Retinitis pigmentosa refers to a large group of diseases that cause degeneration of the retina of the eye. The retina is located at the back of the eye and its role is to capture light that enters the eye, which is translated into images by the brain. In RP there is damage to the cells in the retina that capture light, known as cones and rods. Over time, these cells slowly stop working and vision deteriorates. One of the first signs of RP is night-blindness, or the slow adaptation to dim light. As RP progresses, people develop tunnel vision, which can eventually lead to a complete loss of vision. RP is diagnosed in approximately 1 in 3,000 to 4,500 people and is known to be caused by changes, or mutations, in many genes.
Dr. Lam has treated the Lidsky siblings with retinitis pigmentosa - Isaac Lidsky, Daria Zawadzki, and Ilana McGuinn - for several years. He called the RP finding an "exciting discovery."
"Our success in identifying this novel DHDDS gene associated with retinitis pigmentosa demonstrates the power of new genetic methodology to find the cause of disease in small families," said Dr. Lam. "Finding the genetic causes of retinal degeneration is important because it will lead to a better understanding of retinal biology overall."
"The current findings will encourage further studies designed to examine the role of proteins in the formation and renewal of light-sensitive photoreceptor cells in the retina and how retinitis pigmentosa occurs," said Eduardo Alfonso, M.D., chair of Bascom Palmer Eye Institute. "The ultimate implications are better patient care and the possibility of developing new therapies."
While there is no cure for RP at this time, HIHG and Bascom Palmer researchers said the discovery holds promise to develop new avenues for therapy.

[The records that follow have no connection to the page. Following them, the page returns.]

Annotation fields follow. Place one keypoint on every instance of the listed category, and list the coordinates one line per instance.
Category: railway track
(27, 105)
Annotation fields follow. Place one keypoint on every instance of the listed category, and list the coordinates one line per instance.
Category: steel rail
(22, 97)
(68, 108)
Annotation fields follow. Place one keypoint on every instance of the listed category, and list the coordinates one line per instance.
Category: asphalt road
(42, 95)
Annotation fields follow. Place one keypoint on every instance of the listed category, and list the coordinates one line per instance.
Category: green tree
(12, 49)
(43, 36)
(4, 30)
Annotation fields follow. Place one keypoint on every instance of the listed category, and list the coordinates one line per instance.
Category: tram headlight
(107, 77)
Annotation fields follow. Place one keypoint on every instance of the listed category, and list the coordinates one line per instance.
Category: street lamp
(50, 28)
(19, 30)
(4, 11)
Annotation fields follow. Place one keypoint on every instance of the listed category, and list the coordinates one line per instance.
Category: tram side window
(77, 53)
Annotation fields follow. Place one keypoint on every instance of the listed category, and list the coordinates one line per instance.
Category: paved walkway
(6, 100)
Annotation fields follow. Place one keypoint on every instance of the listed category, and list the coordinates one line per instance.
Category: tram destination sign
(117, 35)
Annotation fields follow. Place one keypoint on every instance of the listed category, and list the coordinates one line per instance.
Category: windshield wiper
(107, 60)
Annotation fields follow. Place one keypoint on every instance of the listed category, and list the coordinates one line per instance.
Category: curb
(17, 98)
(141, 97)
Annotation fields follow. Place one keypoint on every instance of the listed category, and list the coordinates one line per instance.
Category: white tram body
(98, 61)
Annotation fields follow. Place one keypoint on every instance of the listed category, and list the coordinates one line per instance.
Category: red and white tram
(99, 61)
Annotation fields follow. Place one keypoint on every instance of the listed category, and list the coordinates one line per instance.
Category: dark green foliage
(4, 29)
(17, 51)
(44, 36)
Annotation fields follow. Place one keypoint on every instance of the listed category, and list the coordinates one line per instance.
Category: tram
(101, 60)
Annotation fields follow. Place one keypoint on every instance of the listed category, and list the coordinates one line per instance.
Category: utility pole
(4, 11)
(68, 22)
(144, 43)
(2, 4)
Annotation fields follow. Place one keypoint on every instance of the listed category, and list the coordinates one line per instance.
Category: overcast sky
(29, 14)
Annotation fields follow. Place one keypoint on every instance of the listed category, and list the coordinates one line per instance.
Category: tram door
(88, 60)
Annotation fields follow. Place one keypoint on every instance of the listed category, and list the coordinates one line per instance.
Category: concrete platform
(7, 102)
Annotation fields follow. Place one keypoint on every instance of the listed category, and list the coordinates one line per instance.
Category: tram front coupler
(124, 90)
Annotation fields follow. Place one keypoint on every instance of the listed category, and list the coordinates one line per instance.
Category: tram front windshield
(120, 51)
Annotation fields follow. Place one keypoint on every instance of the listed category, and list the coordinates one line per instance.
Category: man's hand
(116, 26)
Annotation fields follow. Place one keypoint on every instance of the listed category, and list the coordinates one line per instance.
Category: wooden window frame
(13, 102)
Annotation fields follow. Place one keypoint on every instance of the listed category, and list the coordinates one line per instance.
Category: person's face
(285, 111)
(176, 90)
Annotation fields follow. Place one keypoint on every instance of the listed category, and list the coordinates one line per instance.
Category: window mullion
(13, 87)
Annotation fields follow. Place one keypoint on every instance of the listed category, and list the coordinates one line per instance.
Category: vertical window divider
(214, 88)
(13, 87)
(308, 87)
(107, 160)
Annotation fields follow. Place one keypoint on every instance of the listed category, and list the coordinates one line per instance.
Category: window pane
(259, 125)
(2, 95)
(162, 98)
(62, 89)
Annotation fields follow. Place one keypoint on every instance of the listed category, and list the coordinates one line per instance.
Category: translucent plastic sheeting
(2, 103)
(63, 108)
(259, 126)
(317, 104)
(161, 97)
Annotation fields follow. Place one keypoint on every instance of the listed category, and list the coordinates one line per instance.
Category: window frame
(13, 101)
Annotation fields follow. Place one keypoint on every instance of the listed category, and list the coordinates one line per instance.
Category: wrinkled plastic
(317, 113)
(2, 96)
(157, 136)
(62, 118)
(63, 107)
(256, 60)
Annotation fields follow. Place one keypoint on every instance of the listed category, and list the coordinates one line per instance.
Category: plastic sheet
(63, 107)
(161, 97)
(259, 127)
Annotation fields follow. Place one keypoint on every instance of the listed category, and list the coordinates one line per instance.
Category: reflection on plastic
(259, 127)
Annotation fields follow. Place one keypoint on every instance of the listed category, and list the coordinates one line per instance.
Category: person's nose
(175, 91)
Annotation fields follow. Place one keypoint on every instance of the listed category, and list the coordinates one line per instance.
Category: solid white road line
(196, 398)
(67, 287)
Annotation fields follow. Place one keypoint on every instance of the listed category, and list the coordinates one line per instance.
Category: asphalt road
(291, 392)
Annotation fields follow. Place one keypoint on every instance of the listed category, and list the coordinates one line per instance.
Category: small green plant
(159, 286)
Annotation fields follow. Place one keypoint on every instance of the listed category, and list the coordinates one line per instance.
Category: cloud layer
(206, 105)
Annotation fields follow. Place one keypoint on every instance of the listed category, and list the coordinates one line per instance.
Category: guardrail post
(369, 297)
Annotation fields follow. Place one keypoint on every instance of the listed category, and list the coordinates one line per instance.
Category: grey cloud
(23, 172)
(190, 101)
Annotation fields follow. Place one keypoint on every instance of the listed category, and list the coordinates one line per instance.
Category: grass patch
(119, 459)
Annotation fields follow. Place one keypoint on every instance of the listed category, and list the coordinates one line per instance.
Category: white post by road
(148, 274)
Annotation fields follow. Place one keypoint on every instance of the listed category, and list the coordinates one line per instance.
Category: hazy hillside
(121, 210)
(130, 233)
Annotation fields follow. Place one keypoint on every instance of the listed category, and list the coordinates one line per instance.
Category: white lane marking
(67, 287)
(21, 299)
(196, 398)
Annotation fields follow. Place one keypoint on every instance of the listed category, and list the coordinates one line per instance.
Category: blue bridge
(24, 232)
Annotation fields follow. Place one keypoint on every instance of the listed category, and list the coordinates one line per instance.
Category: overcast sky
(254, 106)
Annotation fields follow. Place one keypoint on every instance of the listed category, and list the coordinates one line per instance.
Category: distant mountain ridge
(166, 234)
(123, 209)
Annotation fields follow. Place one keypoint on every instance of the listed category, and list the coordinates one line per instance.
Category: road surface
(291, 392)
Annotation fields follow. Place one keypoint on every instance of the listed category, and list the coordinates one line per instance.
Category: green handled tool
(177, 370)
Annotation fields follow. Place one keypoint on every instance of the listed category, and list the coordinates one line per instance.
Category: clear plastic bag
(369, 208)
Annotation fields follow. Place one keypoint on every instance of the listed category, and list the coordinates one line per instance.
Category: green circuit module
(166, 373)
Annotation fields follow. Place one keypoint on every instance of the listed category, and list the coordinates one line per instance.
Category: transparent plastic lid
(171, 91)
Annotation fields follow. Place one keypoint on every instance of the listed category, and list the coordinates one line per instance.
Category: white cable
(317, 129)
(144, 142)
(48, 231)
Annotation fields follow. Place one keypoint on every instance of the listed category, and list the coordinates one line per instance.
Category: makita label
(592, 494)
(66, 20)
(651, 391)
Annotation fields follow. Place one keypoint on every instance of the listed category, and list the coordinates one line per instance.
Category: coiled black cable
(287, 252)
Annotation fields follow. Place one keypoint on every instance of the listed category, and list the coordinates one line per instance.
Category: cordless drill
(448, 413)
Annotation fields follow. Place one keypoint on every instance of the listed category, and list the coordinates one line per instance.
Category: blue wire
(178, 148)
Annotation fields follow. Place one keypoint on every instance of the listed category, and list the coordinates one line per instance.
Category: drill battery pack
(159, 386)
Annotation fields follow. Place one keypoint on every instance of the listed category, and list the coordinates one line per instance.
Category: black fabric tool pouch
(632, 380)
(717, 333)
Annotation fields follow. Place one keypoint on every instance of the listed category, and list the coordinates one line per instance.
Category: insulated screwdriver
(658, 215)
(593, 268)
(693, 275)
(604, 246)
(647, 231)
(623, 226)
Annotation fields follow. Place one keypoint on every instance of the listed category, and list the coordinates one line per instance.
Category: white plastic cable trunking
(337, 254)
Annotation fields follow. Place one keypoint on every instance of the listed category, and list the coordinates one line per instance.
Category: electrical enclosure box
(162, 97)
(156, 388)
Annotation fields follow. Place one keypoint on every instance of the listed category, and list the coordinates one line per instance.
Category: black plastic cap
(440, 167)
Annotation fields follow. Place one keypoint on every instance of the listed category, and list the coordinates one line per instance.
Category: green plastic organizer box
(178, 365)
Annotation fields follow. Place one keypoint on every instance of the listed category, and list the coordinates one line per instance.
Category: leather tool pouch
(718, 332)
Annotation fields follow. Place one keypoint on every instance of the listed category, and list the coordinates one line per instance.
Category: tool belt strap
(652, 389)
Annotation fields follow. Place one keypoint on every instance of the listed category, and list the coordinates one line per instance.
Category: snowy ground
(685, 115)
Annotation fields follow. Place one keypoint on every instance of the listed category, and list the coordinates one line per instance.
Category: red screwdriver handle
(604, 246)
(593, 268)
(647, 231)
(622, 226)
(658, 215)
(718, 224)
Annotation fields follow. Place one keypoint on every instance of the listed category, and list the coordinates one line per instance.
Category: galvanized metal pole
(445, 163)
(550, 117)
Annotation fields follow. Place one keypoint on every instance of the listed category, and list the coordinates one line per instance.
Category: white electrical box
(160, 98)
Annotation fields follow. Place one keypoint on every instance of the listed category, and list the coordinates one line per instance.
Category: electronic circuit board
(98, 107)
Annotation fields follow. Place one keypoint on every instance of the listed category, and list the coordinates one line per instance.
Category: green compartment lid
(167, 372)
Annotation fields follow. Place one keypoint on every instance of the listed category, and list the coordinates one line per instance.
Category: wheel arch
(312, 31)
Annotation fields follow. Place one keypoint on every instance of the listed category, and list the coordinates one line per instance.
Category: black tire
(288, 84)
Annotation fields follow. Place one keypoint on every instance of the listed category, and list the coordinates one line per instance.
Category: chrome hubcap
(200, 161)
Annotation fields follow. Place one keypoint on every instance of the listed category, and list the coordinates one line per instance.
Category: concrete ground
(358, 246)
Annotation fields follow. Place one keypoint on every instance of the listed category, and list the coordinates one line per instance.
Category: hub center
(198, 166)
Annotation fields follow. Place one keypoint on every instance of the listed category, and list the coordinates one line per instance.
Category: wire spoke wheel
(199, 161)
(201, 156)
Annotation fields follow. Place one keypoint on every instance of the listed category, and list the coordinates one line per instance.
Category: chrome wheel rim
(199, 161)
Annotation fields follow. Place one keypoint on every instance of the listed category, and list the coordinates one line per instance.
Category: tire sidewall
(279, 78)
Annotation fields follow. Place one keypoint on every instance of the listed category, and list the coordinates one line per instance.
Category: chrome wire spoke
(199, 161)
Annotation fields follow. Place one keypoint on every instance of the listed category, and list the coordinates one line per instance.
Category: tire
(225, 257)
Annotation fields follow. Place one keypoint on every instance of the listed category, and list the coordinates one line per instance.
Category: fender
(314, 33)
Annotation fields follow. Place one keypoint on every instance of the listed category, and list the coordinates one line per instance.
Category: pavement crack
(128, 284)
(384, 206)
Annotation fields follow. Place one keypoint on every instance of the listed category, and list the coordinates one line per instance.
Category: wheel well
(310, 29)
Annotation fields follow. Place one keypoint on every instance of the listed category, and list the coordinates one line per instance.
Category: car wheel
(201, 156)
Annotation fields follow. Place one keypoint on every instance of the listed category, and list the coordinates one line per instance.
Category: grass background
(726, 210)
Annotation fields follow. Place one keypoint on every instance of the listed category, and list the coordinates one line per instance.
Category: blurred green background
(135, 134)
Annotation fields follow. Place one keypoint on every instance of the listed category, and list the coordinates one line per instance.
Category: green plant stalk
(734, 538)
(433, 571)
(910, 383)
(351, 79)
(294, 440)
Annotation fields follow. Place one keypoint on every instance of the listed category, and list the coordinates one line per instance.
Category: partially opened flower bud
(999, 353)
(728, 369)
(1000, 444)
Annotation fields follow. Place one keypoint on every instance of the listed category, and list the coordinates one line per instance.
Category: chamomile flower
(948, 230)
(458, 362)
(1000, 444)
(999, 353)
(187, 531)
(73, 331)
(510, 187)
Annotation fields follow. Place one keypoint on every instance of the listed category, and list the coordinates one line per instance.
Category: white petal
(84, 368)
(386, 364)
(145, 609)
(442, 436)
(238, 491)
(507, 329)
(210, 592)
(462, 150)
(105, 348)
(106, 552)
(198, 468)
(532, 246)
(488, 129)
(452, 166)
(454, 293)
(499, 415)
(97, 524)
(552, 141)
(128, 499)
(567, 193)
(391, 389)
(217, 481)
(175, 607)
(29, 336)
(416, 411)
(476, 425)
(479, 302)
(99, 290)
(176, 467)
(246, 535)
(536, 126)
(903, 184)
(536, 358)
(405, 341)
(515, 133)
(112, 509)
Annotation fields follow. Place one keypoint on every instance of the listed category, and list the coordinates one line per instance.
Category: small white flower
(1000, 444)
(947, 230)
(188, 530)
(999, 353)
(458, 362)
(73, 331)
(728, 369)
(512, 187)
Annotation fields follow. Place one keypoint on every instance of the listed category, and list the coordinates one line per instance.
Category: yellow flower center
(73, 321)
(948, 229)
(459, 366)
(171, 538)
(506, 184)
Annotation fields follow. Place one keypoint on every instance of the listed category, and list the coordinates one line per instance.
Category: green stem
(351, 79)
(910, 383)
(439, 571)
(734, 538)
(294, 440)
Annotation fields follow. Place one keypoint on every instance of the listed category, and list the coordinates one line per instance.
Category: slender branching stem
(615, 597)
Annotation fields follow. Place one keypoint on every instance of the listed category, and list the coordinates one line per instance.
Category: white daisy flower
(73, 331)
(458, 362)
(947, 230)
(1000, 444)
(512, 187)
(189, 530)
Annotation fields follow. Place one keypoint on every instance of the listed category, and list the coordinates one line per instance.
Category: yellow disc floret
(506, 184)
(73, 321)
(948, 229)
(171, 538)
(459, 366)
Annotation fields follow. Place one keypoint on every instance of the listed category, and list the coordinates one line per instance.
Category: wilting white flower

"We need to come at this from different angles," explained Jeffery M. Vance, M.D., Ph.D., professor and chair of the Dr. John T. Macdonald Foundation Department of Human Genetics, professor of neurology and director of the Center for Genomic Medicine at the Hussman Institute for Human Genomics. Dr. Vance is also a co-author on the paper. "UM researchers are creating models using both zebrafish and skin cells from patients to develop possible treatments, but they will take some time to test."